Two figures stood among the trees. One short and bearded and the other... the other making his breath falter with his steps.
She was not supposed to be here. She was supposed to be on the other side of the empire. Free, and home, and growing things. Not staring at him with a look that... he’d never seen before.
“Adelgard.” His feet remembered how to move and he stumbled in her direction. In Gaius’s direction too, although the monk’s presence was less of a draw.
She looked different. The poised self-assurance he recognized, but it was softened somehow.
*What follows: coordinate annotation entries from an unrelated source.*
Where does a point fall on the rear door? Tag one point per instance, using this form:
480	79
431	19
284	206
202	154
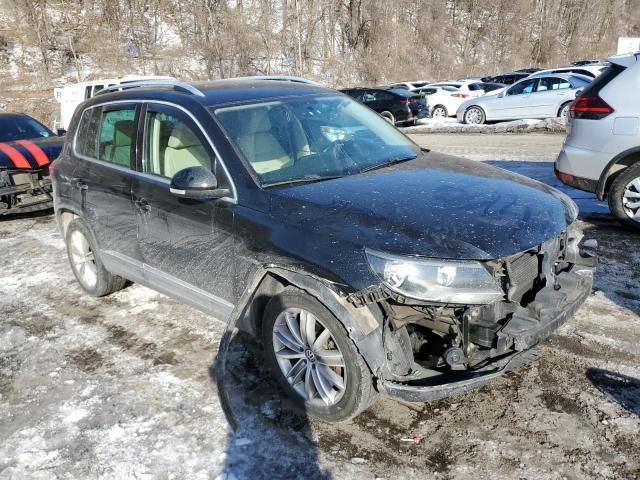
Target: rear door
516	103
101	180
551	92
186	245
Perhaps it was the sleeveless gown the color of beach sand that brushed the tops of her feet, or the pale blue shawl wrapped around her shoulders. The giant dog at her side.
Why was it so hard to breathe? To think? “What are you doing here? I thought you’d be tending a garden and raising trouble.”
The wolfhound at Adel’s side stalked toward him, overbold and more than a little threatening. Not unlike her mistress, who stepped toward him too, one brow flickering. “What makes you so certain I have not been doing both?”
The dog circled him, a low growl rumbling in her throat. He kept one eye on her, the other on Adel. The latter smiled.
“Linde likes you.”
“Are you certain?”
Adel nodded. “You are lucky she has not thrown herself in your arms.”